Сын нашел хозяйку дома в оживленной беседе с пожилым священником почтенной наружности с кроткими чертами лица. Марии было уже за сорок лет, но она все еще оставалась красивой женщиной. От нее Марк унаследовал стройность и высокий рост, узкие плечи, привычку держать себя слегка нагнувшись вперед, тонкие черты, белую кожу и мягкие волнистые волосы, черные, как вороново крыло.

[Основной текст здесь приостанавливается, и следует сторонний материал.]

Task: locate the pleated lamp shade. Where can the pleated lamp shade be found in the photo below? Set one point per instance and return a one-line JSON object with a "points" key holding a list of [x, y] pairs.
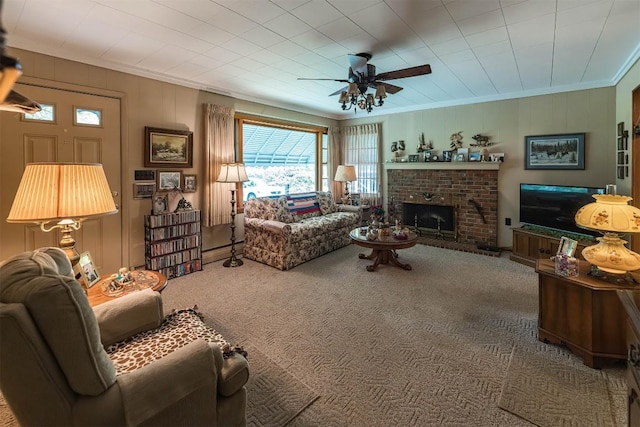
{"points": [[58, 191], [232, 172]]}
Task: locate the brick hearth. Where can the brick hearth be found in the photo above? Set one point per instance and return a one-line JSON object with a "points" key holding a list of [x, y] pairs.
{"points": [[453, 187]]}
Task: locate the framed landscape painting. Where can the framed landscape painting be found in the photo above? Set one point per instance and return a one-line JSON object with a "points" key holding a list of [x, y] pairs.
{"points": [[168, 148], [563, 151]]}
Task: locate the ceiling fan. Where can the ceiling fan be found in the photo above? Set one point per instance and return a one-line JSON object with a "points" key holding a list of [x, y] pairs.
{"points": [[362, 76]]}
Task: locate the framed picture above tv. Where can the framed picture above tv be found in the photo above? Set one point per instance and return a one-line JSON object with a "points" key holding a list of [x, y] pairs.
{"points": [[562, 151]]}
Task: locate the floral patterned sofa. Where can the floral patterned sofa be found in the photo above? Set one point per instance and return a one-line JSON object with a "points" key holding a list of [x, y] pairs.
{"points": [[288, 230]]}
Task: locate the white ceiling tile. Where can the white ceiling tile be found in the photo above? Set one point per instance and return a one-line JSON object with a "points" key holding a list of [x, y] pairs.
{"points": [[489, 37], [287, 26], [348, 7], [362, 42], [263, 37], [210, 34], [534, 65], [440, 34], [287, 49], [290, 4], [222, 55], [340, 29], [458, 57], [532, 32], [474, 78], [259, 11], [132, 49], [464, 9], [417, 57], [503, 72], [266, 56], [312, 39], [527, 10], [591, 12], [242, 46], [256, 49], [449, 47], [333, 50], [482, 23], [248, 64], [493, 49], [317, 13]]}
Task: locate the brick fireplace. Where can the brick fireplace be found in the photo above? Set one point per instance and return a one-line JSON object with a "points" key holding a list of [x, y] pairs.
{"points": [[472, 194]]}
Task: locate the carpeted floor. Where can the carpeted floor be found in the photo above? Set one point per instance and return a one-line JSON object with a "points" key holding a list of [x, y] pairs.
{"points": [[426, 347], [450, 343]]}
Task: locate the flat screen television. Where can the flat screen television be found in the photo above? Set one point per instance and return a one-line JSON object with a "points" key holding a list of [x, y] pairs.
{"points": [[555, 206]]}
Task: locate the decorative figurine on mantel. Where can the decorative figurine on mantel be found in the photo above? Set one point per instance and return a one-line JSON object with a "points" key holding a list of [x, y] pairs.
{"points": [[481, 141], [456, 140], [423, 145]]}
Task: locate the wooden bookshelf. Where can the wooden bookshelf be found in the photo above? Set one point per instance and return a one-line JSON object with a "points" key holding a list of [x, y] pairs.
{"points": [[173, 243]]}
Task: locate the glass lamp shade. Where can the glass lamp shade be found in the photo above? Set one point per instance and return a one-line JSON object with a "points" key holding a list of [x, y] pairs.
{"points": [[232, 172], [62, 191], [610, 214], [611, 255]]}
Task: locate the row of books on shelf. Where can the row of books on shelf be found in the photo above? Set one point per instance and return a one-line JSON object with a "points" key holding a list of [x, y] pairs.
{"points": [[169, 246], [170, 232], [173, 259], [181, 269], [164, 220]]}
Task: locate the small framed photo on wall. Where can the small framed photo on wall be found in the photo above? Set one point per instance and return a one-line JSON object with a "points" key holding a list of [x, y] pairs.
{"points": [[189, 184], [168, 180], [85, 270], [160, 203]]}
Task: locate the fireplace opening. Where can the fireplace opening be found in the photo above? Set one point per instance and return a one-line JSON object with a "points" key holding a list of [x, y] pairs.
{"points": [[437, 221]]}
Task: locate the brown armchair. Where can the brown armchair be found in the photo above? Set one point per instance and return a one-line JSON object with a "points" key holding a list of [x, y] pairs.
{"points": [[54, 369]]}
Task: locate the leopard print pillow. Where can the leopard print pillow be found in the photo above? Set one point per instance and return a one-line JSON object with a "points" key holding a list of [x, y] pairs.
{"points": [[177, 330]]}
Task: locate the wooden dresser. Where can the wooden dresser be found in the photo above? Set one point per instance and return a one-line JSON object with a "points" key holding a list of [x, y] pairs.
{"points": [[630, 300], [584, 313]]}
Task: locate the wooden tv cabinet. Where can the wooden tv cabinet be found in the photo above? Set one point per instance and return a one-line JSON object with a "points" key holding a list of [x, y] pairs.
{"points": [[531, 245], [584, 313]]}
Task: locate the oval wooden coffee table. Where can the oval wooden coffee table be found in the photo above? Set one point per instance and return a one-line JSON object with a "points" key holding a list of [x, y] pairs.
{"points": [[383, 249], [99, 293]]}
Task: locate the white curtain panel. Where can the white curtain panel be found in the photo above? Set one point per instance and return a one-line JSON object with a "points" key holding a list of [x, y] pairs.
{"points": [[361, 147], [335, 159], [219, 147]]}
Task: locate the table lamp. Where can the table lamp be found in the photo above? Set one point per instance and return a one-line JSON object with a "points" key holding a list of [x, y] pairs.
{"points": [[65, 194], [232, 173], [346, 174], [613, 215]]}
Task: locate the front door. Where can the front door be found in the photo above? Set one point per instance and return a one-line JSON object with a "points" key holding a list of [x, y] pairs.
{"points": [[62, 139]]}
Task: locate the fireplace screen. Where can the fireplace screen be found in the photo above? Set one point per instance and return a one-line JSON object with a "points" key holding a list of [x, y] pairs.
{"points": [[436, 220]]}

Сходство матери с сыном было еще заметнее, потому что оба они носили на голове золотой обруч; только черные глаза Марии смотрели особенно умно и проницательно, а подчас даже несколько жестоко, между тем как задумчивые голубые глаза Марка придавали его лицу почти женственную прелесть.
Предмет разговора между хозяйкой и гостем, вероятно, был очень серьезен, так как когда сын вошел, щеки Марии горели легким румянцем и тонкие пальцы нетерпеливо постукивали по спинке кушетки, на которой она лежала.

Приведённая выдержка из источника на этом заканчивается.